I also learned to play the "flute-a-phone," a little plastic contraption that faintly resembles a clarinet, which we had each been assigned at the beginning of the year. We sounded just awful, and squeaky at first, but after hours and hours of practice we were fine-tuned enough to pull off a "concert" for our parents, which actually ended up sounding okay.
My class put on a Spring Production under her direction and I was given quite a large part. It was the first play I'd ever done... the first time I'd ever "acted." We would perform it during an evening assembly for our parents. I worked so hard to memorize my lines and practiced at home daily in front of the mirror. I don't think I cared about what all the other people who would be watching would think. I wanted to do good for HER. After the performance she pulled me aside and told me what a wonderful job I had done and how proud she was of me. I believe I went home that night knowing what it was I wanted to be when I grew up.

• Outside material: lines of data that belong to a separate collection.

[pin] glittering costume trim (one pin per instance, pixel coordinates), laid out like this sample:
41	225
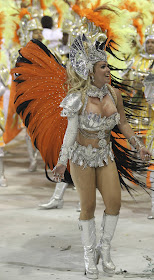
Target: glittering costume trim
89	156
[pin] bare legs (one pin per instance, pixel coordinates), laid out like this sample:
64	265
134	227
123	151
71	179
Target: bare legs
107	181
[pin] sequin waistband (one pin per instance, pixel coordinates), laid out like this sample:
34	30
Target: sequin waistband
89	156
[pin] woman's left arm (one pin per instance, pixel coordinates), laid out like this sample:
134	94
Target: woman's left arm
128	132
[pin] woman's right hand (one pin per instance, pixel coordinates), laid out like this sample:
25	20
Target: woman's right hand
58	172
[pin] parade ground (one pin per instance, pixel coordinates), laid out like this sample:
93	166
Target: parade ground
40	244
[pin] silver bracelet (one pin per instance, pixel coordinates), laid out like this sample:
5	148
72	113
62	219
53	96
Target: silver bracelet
137	143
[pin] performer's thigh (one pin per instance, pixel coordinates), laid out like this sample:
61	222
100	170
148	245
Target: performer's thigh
107	181
85	183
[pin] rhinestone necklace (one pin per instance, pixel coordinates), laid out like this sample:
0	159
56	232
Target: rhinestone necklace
93	91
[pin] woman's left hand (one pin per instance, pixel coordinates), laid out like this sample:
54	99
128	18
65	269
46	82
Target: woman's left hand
145	154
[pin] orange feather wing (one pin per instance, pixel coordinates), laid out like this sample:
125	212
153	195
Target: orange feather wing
39	92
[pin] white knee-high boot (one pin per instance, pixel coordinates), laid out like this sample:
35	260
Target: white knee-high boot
56	201
88	236
107	230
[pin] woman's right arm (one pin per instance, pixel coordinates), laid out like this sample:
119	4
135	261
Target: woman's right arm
71	106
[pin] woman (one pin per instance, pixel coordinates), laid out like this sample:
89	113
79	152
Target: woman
93	109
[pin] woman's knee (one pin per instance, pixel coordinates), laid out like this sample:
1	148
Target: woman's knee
87	211
113	208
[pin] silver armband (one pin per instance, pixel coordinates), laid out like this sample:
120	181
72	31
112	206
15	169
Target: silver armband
138	145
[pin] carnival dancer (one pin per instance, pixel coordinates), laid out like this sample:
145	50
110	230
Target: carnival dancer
93	109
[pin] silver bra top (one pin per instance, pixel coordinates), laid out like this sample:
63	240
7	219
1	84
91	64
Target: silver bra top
94	122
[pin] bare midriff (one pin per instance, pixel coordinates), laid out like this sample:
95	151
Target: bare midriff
84	141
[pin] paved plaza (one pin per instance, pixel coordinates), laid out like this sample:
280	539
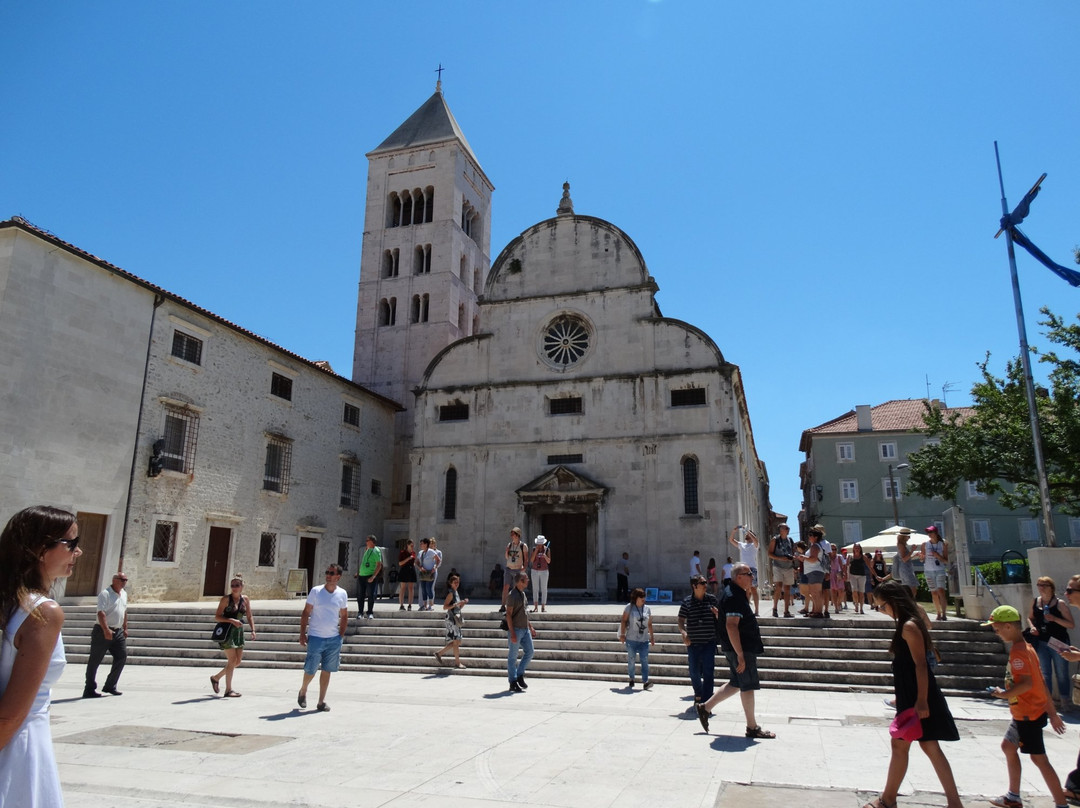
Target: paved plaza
409	739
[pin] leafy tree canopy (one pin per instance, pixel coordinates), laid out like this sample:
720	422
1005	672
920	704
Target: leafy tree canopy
993	445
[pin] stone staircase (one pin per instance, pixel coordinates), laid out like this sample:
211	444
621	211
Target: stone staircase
840	654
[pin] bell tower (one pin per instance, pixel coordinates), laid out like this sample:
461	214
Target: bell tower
424	259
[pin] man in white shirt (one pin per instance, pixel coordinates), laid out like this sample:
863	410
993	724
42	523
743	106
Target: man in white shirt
109	634
323	623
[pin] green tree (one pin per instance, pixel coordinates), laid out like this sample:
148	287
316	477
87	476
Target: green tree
990	444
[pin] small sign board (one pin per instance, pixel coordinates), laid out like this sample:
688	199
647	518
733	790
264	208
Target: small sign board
296	584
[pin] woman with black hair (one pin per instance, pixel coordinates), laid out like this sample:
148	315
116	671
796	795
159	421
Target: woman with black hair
915	687
38	546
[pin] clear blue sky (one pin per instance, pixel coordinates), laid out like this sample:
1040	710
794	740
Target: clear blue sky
810	183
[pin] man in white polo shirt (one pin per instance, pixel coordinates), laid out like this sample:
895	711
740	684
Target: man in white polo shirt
323	623
110	635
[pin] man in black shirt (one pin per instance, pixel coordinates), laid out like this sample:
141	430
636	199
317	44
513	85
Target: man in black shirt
741	642
697	621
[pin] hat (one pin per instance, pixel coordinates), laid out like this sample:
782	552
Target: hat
1003	615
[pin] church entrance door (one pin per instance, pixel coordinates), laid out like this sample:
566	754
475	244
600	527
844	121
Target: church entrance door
566	532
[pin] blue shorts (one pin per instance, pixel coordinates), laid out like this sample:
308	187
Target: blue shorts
323	651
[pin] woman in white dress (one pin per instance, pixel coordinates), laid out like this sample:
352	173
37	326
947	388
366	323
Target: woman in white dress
38	546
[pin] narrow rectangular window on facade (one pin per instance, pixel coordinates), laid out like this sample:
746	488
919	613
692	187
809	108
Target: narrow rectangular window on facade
454	413
278	465
693	396
164	541
187	347
178	440
268	550
565	459
281	386
565	406
350	485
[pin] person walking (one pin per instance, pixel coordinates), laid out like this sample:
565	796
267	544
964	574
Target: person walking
323	623
406	576
635	630
516	557
367	577
622	578
520	634
1051	619
782	554
916	688
453	607
741	640
1030	707
38	547
233	608
109	635
697	623
539	566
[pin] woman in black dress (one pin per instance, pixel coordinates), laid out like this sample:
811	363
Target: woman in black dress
915	687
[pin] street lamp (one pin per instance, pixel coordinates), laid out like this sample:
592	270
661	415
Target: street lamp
892	490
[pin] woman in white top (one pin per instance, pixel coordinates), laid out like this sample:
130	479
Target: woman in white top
635	630
38	546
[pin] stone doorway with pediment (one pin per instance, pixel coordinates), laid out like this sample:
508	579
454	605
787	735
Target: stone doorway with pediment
568	509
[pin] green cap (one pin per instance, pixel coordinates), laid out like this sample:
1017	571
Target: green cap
1003	615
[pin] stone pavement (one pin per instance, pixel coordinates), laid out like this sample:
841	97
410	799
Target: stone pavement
408	739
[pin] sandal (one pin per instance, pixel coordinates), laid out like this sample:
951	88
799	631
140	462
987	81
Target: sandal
758	732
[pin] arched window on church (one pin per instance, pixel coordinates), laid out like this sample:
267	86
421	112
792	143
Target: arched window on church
690	485
394	211
450	495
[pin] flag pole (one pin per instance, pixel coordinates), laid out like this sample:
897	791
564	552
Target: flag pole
1025	358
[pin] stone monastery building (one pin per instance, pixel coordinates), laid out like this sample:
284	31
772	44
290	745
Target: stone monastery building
544	390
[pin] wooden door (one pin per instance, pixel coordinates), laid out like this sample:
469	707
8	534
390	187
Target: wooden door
217	561
84	579
569	542
308	546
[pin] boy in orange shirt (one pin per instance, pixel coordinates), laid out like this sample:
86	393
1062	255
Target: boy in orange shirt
1029	705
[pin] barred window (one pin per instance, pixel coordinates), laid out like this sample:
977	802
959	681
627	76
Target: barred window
187	347
454	413
268	550
450	495
565	406
689	398
178	440
278	465
690	486
281	386
164	540
350	485
565	459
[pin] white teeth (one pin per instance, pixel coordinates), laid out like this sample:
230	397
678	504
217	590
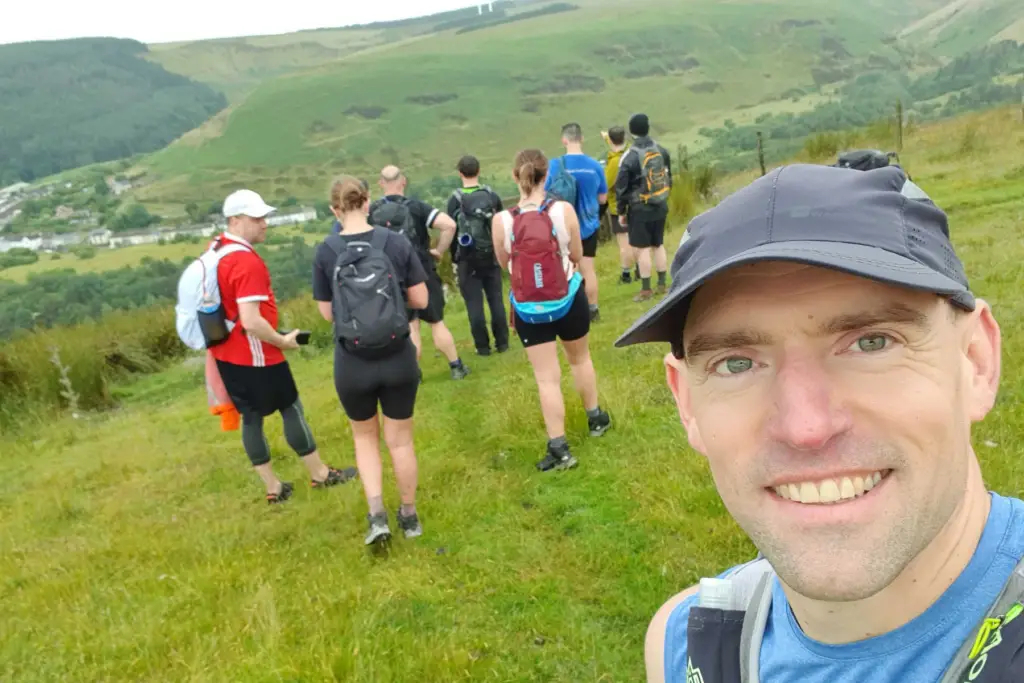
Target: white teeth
828	491
809	493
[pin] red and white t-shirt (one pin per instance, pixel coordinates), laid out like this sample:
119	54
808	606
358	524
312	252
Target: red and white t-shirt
244	276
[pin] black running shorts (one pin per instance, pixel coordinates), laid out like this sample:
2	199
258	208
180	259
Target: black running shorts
647	226
260	391
574	325
389	383
434	312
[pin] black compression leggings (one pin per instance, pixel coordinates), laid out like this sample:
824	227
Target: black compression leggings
297	434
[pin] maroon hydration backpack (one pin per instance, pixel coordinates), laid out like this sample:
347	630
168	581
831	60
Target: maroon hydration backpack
538	273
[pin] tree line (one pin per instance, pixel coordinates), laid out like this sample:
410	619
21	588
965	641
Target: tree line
72	102
65	297
970	83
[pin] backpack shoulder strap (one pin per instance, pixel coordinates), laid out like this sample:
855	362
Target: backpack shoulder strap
335	244
1013	592
378	240
752	592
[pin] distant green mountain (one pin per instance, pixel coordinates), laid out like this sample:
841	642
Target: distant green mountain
68	103
424	100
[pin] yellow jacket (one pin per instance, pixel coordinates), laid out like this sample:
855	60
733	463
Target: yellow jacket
610	174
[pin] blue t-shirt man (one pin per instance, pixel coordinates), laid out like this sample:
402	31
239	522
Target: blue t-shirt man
591	183
920	650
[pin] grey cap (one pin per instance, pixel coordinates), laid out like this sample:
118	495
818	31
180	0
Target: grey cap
877	224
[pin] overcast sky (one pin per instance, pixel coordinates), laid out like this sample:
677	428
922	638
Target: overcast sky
170	20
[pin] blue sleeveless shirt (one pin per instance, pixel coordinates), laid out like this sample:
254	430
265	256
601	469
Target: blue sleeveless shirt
920	650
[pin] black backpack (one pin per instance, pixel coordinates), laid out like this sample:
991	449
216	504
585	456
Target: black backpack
367	298
476	209
865	160
394	215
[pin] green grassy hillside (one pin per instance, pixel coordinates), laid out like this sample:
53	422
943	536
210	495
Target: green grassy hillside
68	103
958	26
136	545
492	91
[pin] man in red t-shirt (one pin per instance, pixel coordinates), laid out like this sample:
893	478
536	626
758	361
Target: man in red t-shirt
252	360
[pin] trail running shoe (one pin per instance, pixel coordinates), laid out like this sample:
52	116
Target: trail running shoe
600	424
334	477
410	525
557	459
379	530
286	493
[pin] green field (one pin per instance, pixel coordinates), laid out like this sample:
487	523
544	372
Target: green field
422	103
112	259
138	548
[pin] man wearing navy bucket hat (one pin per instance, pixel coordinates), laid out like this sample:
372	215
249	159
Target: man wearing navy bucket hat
828	358
473	207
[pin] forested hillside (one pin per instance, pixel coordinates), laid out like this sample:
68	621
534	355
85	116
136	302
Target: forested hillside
72	102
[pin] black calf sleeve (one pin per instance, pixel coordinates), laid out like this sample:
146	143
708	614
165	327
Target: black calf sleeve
297	431
254	440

I don't have a memory of a textbook in her classroom. Academics is not a word I associate with my 6th grade year. I do have a report card however, which clearly displays all the subjects, and they are eached marked with a passing grade. Furthermore, I never fell behind in any of the 3 R's in my future years so I assume she had educated me adequately. For years I have been trying to figure out how she managed to teach us without our knowing we were being taught.
I have also often wondered why I had been so deathly afraid of her. I wonder if she knew that she inspired fear in every student who would never have the blessing to have her as a teacher. I think she did. Perhaps a certain feeling of respect must precede in order for someone to be truly taught. She definitely had our attention, before the fact and with that was able to reach us more effectively. I believe she really did love each one of her students... and that smile, which I had become increasingly accustomed to was reserved specifically for us. I didn't let on. I was a member of a secret society. I assume those who had come before me had felt the same allegiance.
I returned to see her on a regular basis after I had moved on to Jr. High. I could always tell that she was happy to see me by the look in her eyes. She'd give me a hug and ask about everything I was doing and then go off on a story about something that had happened recently. She was always a wonderful storyteller.
When we moved to a new school district, I could no longer visit, but I continued to think of her nonetheless. As I grew up and went on with my life, she would cross my mind from time to time and I'd wonder if she was still teaching, and then later, if she was still alive.
One Saturday, a few years ago, while visiting my parents in California, I took my children on a tour of my childhood. One of our stops was my old elementary school. It was warm out and while they played on the playground I sat in the shade against the cool bricks of the building and watched them. Finally, I walked through the halls and pressed my nose up against the window of room #12. All I could see was an ordinary classroom filled with rows of desks.
Her name was Kathryn, and I guess she touched my life. I don't know how and I don't really understand the special quality she possessed to inspire me to want to learn and succeed. But she did. Now, later in my life, I wish that I could tell her how much it had all meant to me. But then again, somehow I think she knew. I think it was her plan all along.